Dolar (USD)
34.53
Euro (EUR)
36.13
Gram Altın
2966.43
BIST 100
0
02:17 İMSAK'A
KALAN SÜRE
04 Ekim 2022

​Ev hanımlarına emeklilik… Beka meselesi!

“Aile” Bakanı Derya Yanık yakın zamanlarda bir “tehlike”ye dikkat çekmişti, “Kıta Avrupası’ndan bile dört, beş kat hızlı yaşlanıyoruz!” diyerek.

S.O.S.!

Hani nüfusumuzun genç olmasıyla övünüp dururuz ya…
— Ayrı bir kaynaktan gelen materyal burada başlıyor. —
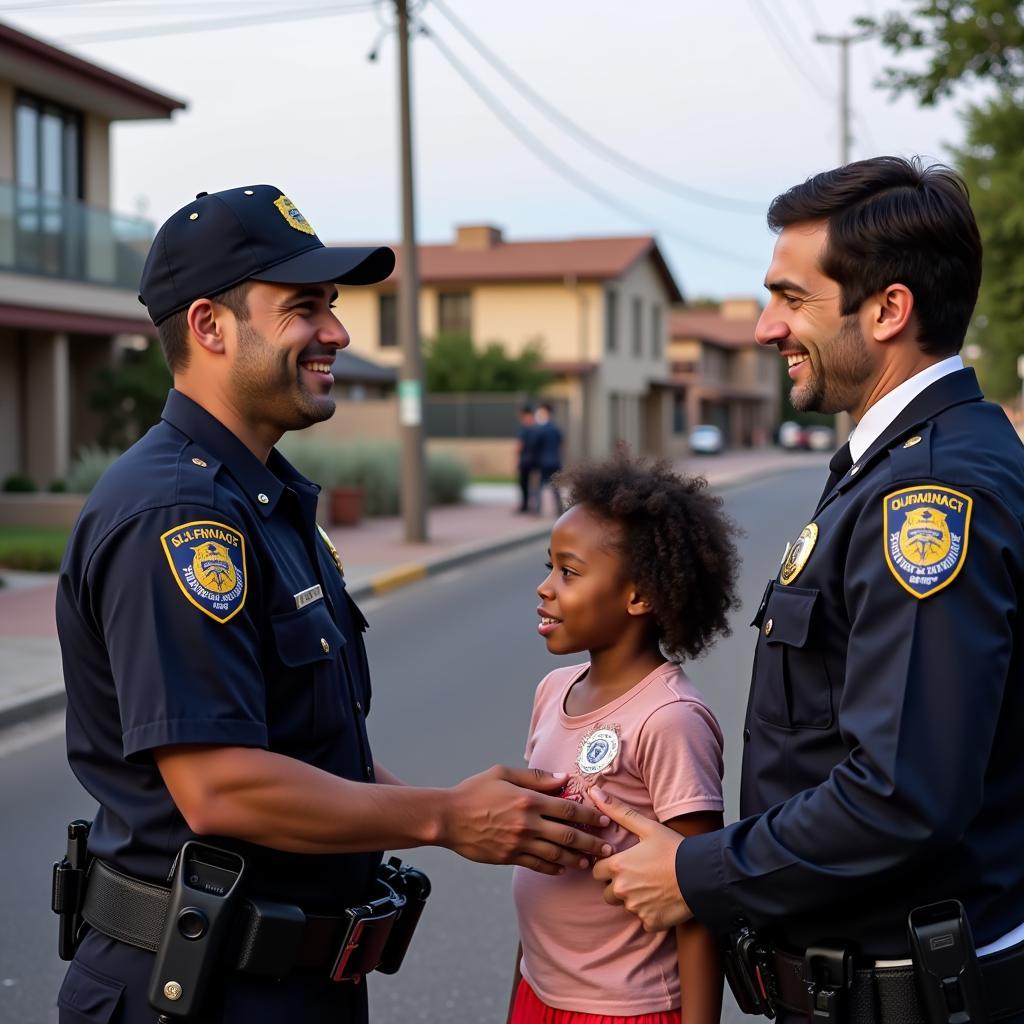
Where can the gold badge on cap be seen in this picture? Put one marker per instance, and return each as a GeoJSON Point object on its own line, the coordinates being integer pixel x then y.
{"type": "Point", "coordinates": [797, 556]}
{"type": "Point", "coordinates": [291, 213]}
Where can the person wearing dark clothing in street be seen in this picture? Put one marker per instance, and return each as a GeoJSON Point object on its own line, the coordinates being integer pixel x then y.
{"type": "Point", "coordinates": [883, 781]}
{"type": "Point", "coordinates": [526, 457]}
{"type": "Point", "coordinates": [549, 456]}
{"type": "Point", "coordinates": [216, 675]}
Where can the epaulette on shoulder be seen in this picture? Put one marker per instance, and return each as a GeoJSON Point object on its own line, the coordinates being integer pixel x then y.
{"type": "Point", "coordinates": [197, 470]}
{"type": "Point", "coordinates": [910, 456]}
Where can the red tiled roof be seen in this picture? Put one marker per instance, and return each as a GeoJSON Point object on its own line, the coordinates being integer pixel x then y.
{"type": "Point", "coordinates": [585, 259]}
{"type": "Point", "coordinates": [710, 325]}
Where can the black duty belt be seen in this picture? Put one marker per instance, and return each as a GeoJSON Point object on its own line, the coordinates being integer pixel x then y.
{"type": "Point", "coordinates": [888, 994]}
{"type": "Point", "coordinates": [270, 938]}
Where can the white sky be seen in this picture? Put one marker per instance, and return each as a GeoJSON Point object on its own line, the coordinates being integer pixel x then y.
{"type": "Point", "coordinates": [702, 93]}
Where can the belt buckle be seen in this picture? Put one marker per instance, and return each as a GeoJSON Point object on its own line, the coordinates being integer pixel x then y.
{"type": "Point", "coordinates": [827, 974]}
{"type": "Point", "coordinates": [366, 935]}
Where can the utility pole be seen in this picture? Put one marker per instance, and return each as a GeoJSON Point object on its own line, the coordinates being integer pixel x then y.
{"type": "Point", "coordinates": [844, 422]}
{"type": "Point", "coordinates": [414, 492]}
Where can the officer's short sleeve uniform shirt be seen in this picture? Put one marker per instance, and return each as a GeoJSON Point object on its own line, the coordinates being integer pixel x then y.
{"type": "Point", "coordinates": [882, 765]}
{"type": "Point", "coordinates": [198, 604]}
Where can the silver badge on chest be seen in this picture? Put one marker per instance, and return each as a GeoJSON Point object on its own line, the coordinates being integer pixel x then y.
{"type": "Point", "coordinates": [597, 751]}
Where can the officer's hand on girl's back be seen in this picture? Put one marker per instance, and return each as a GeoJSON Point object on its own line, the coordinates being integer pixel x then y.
{"type": "Point", "coordinates": [505, 816]}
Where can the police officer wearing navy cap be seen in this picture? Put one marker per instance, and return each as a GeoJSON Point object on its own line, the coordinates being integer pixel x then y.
{"type": "Point", "coordinates": [216, 675]}
{"type": "Point", "coordinates": [883, 780]}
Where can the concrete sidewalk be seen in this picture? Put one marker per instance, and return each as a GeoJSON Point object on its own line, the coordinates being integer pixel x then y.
{"type": "Point", "coordinates": [376, 557]}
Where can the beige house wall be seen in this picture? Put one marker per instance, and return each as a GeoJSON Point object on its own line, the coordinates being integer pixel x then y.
{"type": "Point", "coordinates": [96, 164]}
{"type": "Point", "coordinates": [9, 406]}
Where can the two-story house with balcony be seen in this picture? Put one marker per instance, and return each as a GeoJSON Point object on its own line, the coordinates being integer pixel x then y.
{"type": "Point", "coordinates": [722, 376]}
{"type": "Point", "coordinates": [598, 307]}
{"type": "Point", "coordinates": [69, 266]}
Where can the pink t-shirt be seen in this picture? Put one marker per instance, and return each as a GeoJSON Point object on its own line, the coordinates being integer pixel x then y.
{"type": "Point", "coordinates": [658, 749]}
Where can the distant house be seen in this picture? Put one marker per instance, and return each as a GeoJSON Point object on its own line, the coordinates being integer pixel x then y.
{"type": "Point", "coordinates": [598, 306]}
{"type": "Point", "coordinates": [722, 376]}
{"type": "Point", "coordinates": [69, 266]}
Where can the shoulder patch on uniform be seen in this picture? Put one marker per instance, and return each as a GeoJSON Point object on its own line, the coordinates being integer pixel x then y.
{"type": "Point", "coordinates": [925, 531]}
{"type": "Point", "coordinates": [208, 562]}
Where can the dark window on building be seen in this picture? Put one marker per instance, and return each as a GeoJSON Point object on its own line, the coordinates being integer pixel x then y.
{"type": "Point", "coordinates": [47, 147]}
{"type": "Point", "coordinates": [454, 313]}
{"type": "Point", "coordinates": [655, 331]}
{"type": "Point", "coordinates": [387, 328]}
{"type": "Point", "coordinates": [611, 321]}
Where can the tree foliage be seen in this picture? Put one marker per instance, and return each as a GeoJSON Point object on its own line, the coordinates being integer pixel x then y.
{"type": "Point", "coordinates": [129, 396]}
{"type": "Point", "coordinates": [969, 42]}
{"type": "Point", "coordinates": [454, 364]}
{"type": "Point", "coordinates": [962, 40]}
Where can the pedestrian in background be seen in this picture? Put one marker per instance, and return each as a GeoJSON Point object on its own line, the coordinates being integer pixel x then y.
{"type": "Point", "coordinates": [641, 574]}
{"type": "Point", "coordinates": [526, 457]}
{"type": "Point", "coordinates": [549, 456]}
{"type": "Point", "coordinates": [214, 662]}
{"type": "Point", "coordinates": [882, 770]}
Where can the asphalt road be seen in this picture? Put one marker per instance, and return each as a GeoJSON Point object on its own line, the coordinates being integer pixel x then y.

Hızla yaşlanan Kıta Avrupası’ndan bile hızlı, hem de öyle böyle değil; dört, beş kat hızlı yaşlandığımıza göre, bu büyük gücümüz çok yakında elimizden çıkacak demektir.

Sayın “Aile” Bakanı öyle diyor;

Avrupa'nın 100-120 yılda yaşadığı yaşlanma hızını Türkiye'nin 20-25 yılda tamamlayacağına” vurgu yapmak suretiyle.

Bir de, “Sayın Cumhurbaşkanımızın ‘en az 3 çocuk’ tavsiyesinin arkasında çok ciddi bir araştırma var.” hatırlatmasında bulunuyor Sayın “Aile” Bakanı.

(Kaynak:Anadolu Ajansı)

*

Tehlike büyük yani, çok büyük!

Nüfusumuzun Kıta Avrupası’ndan bile dört, beş kat hızlı yaşlanması az buz tehlike midir Allah aşkına?

Sıkıntı çok büyük, çok!

Peki ne yapmak lâzım?

Sayın “Aile” Bakanı onu da söylemiş.

Çare” faslındaki cümlesi aynen şöyle:

“Huzurevlerine, yaşlı bakım ve rehabilitasyon merkezlerine daha çok ihtiyacımız olacak.” !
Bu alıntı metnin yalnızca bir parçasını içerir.